One of the common problems when running Apache Kafka is running out of disk space. Strimzi currently does not offer any protection against this. Once the disk gets full, usually the only way how to recover from full disk is to either delete some files (log segments) or to increase the disk size.
Having some solution which would protect from the disks getting full would be a good improvement for Strimzi users.
Strimzi should adopt the Kafka Static Quota plugin.
It provides two types of quotas:
Apache Kafka itself offers only quotas per client / user. The Kafka Static Quota plugin allows configuring of an overall produce and/or fetch quota per-broker. The quota will be distributed between the clients connected to the broker. The produce / fetch quotas currently don't support per-listener quotas. There is always only one quota for all listeners. The replication traffic is not counted into the quota.

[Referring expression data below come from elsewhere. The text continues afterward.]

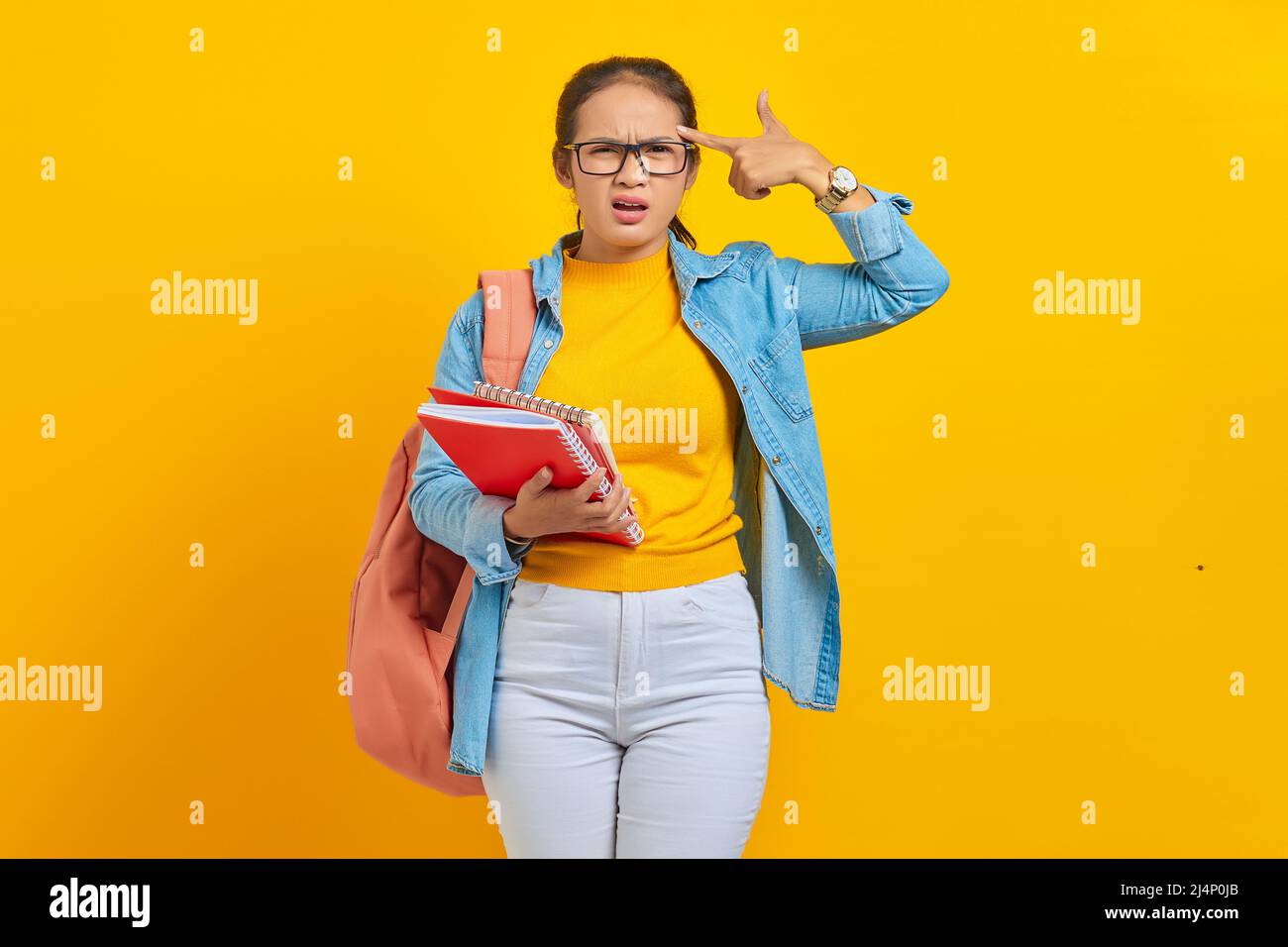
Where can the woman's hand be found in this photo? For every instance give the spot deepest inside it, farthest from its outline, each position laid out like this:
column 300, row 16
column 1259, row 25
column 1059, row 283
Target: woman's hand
column 541, row 509
column 759, row 163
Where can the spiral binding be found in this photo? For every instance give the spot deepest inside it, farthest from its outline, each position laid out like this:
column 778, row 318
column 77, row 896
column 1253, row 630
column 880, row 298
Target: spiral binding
column 507, row 395
column 572, row 442
column 587, row 463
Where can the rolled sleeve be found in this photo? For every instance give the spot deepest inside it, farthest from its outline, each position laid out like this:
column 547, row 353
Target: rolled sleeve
column 874, row 232
column 487, row 549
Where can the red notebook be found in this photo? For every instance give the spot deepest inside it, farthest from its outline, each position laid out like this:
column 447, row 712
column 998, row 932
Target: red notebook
column 500, row 437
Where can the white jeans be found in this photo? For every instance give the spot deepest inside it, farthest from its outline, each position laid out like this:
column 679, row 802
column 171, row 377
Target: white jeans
column 629, row 724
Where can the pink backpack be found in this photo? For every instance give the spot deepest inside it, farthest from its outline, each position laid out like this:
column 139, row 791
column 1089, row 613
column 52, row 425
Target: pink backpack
column 410, row 595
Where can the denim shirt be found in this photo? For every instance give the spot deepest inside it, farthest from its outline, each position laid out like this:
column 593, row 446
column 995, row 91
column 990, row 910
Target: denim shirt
column 756, row 312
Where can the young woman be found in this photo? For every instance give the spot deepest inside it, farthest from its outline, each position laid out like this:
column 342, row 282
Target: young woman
column 617, row 694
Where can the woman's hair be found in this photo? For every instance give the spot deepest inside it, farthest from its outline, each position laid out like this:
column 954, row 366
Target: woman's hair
column 651, row 73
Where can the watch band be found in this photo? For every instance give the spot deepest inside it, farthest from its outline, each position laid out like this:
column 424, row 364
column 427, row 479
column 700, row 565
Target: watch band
column 836, row 192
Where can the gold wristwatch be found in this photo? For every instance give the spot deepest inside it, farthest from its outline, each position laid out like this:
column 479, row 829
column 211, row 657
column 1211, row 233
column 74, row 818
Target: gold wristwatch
column 841, row 184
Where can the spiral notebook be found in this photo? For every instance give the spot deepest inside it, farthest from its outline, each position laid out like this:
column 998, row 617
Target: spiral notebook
column 500, row 437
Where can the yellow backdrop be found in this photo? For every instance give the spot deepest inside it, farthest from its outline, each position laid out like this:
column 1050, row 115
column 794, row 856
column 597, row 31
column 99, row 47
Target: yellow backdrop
column 1090, row 505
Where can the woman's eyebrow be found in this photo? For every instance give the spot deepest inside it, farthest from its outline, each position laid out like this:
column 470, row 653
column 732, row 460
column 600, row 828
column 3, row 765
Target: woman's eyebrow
column 643, row 141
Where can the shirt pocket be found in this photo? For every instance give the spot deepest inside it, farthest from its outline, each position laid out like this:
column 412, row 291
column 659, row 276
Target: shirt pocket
column 781, row 368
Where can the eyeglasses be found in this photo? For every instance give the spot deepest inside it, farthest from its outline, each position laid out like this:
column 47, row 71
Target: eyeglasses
column 608, row 158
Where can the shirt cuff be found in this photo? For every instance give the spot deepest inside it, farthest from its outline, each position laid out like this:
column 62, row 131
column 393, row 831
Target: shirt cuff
column 492, row 557
column 874, row 232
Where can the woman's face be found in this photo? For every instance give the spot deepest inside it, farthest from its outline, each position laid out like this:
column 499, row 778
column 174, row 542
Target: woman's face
column 631, row 114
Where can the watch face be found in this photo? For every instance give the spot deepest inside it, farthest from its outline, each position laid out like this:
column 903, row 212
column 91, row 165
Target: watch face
column 845, row 178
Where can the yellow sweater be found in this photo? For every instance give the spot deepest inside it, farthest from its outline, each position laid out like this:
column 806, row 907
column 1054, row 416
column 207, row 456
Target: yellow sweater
column 673, row 415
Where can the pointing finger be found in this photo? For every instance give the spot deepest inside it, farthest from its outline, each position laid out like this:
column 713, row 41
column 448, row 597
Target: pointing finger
column 719, row 142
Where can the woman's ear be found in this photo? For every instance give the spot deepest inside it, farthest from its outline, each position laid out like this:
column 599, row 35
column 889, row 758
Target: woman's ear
column 562, row 174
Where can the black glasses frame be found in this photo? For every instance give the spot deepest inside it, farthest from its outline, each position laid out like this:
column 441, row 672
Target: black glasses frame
column 690, row 147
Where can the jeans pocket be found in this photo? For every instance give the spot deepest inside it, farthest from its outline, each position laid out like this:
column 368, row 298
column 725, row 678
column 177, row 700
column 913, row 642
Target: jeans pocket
column 724, row 602
column 526, row 594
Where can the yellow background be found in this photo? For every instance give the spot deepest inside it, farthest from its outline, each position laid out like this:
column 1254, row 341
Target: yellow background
column 1108, row 684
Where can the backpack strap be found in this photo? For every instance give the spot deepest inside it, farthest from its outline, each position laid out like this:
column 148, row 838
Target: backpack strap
column 509, row 317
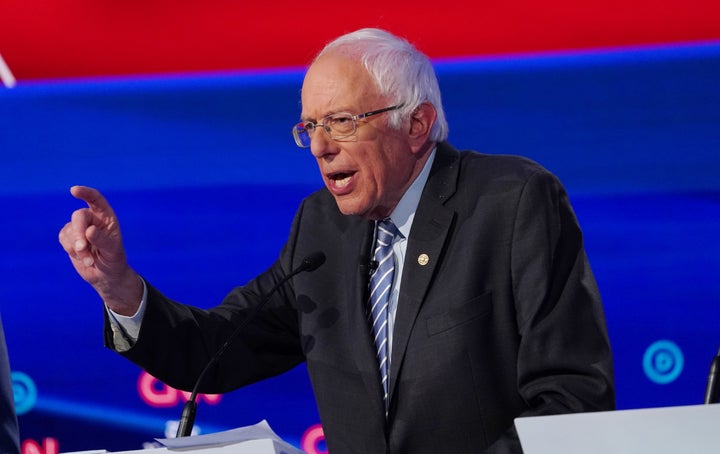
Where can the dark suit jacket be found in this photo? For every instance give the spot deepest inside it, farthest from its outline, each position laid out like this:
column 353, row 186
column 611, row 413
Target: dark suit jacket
column 504, row 319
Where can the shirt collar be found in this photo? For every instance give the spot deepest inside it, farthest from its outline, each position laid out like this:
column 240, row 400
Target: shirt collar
column 404, row 213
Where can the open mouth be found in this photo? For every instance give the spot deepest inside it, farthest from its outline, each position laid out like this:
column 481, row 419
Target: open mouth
column 341, row 179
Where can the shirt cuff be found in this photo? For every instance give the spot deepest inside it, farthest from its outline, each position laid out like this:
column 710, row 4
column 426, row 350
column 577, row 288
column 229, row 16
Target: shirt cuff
column 126, row 329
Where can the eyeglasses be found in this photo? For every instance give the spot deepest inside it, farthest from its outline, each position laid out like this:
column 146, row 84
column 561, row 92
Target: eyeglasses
column 338, row 126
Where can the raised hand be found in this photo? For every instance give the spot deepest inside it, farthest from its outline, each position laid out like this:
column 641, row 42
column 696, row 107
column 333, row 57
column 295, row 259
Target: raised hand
column 94, row 244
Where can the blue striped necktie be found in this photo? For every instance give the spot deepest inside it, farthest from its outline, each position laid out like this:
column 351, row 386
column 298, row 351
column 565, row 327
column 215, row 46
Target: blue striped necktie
column 380, row 288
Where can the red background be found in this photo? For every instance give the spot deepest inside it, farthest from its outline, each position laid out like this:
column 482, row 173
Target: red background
column 77, row 38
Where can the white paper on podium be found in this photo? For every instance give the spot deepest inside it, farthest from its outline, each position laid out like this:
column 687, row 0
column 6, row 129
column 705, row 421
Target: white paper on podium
column 666, row 430
column 259, row 431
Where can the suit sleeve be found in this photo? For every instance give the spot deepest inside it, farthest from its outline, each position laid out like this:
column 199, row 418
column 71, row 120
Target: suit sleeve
column 564, row 358
column 176, row 341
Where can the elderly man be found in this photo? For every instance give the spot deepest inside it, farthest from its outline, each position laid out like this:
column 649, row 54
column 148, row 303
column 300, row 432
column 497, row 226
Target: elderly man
column 455, row 296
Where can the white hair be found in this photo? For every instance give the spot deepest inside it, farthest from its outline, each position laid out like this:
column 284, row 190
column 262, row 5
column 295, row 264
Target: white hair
column 401, row 73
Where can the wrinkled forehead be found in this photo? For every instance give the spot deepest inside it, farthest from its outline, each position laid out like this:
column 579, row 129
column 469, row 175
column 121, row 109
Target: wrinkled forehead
column 337, row 82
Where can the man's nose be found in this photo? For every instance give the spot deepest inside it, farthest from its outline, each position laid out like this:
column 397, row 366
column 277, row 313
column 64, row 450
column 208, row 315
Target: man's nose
column 321, row 145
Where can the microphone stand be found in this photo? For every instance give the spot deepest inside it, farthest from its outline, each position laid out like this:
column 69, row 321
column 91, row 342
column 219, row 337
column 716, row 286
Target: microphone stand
column 187, row 418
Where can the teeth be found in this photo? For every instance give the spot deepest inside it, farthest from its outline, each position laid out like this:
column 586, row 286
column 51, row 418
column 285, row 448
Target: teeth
column 342, row 182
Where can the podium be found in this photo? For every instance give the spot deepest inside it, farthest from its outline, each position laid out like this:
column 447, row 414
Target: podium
column 256, row 439
column 667, row 430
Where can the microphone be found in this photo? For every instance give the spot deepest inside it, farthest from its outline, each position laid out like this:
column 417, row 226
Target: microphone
column 187, row 419
column 712, row 391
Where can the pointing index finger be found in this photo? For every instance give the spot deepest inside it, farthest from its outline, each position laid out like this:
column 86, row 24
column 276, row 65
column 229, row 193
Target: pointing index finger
column 96, row 202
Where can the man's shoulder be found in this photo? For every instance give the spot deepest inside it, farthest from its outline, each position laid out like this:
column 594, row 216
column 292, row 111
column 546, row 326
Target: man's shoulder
column 499, row 164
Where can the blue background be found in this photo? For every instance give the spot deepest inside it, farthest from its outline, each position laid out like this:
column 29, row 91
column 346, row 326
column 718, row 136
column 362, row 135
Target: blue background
column 196, row 165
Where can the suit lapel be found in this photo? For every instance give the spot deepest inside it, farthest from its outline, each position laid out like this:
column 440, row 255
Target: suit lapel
column 360, row 337
column 425, row 249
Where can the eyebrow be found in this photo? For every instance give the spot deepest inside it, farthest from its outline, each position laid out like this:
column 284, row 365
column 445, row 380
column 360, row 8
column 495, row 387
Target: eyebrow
column 327, row 114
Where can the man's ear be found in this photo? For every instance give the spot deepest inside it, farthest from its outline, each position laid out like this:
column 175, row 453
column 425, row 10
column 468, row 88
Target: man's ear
column 421, row 120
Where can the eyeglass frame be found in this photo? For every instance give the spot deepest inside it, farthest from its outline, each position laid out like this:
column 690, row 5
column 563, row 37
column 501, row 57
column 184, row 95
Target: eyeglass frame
column 354, row 119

The Kafka Static Quota plugin allows users to configure two storage limits: soft and hard. After the soft limit is breached, it will start throttling the producers. The allowed throughput is linearly decreased until the hard limit is reached. Once the hard limit is reached, the allowed produce throughput will be 0. The storage quotas currently don't support JBOD storage, only brokers with single log directory.
In order to include the plugin into Strimzi images, we would need it to be available in Maven repositories.
This proposal suggests to fork the plugin under Strimzi and continue its development.
The name repository should be named kafka-quotas-plugin
.
We can set up Azure Pipelines build for it and push it to Maven repositories.
We will add the plugin to our Kafka container images via the third-part libraries mechanism.
At this time, we should not add any integration into the Strimzi Kafka CRD.
The plugin and its quotas can be configured through .spec.kafka.config
.
But we should document it and include it in our system tests.
We should also work on additional features. For example:
- Support for JBOD storage
- Support for per-listener configuration
The quota plugin will not be enabled by default, so there is minimal risk of it causing any problems.
This proposal affects only the plugin and the operators repository where it will be added to the Apache Kafka images..
The quota plugin will not be enabled by default, so there should be no impact on backwards compatibility.